More than any other scenario that I've encountered in my career as a psychiatrist, this moment has stood out for me as incontrovertible evidence of the fundamental need for connection within us all. These boys on their toilets embodied the lengths of discomfort and risk and innovation that human beings will go to in order to reach out to another. To hear from another. To be heard by another. To wait for an echo. These are children in a critical period of neurodevelopment, in extraordinary circumstances, trying desperately not to go through it all alone.

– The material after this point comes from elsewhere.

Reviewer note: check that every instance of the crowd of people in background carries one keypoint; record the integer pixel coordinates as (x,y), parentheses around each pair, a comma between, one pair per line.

It is disingenuous for us to imagine that the harsh environments in which we house imprisoned men, women, and children do not damage them. And it is unwise f or us to ignore that damaging our imprisoned citizens undermines our communities more broadly.
Ninety-five percent of all inmates in America are eventually released from prison and return to our communities. Yet we willfully ignore the ramifications of releasing people into our neighborhoods directly from correctional environments that are designed for maximum punishment and control. Some people are released directly from solitary confinement to the streets. Some from years spent in solitary to the streets.
Five Mualimm-Ak is a prison activist who served nearly twelve years on weapons possession charges. Five of those years were spent in solitary confinement in New York State. Since his release he has worked with numerous human rights organizations, including the Campaign to End the New Jim Crow and the New York Campaign for Alternatives to Isolated Confinement, to protest the continued use of isolation in our nation's prisons.
"I was in Upstate, a supermax prison way up by the Canadian border," Mualimm-Ak writes of the day of his release. "I was in solitary confinement when a guard came to my cell one morning and said, 'No breakfast today. You're getting out.' I was handcuffed and searched, and then brought to the gate, where I was uncuffed, asked to sign a paper, and given a bag of my property and $40. Then I was outside, by myself. It was 7:00 a.m. I just stood there for a long time until a van came to take me to the bus station. It was like a dream. They gave me a ticket and I climbed onto the bus, and I was so overwhelmed that I slept for nine hours. When I woke up I was in the [New York City] Port Authority Bus Terminal, which has to be one of the most crowded, crazy places in the world. I remember folding up right there in the bus station. I didn't know it at the time, but I was having my first panic attack. I was sweating, and I could feel my heart beating in my chest and my eyes darting back and forth. I just slid down to the floor in a corner."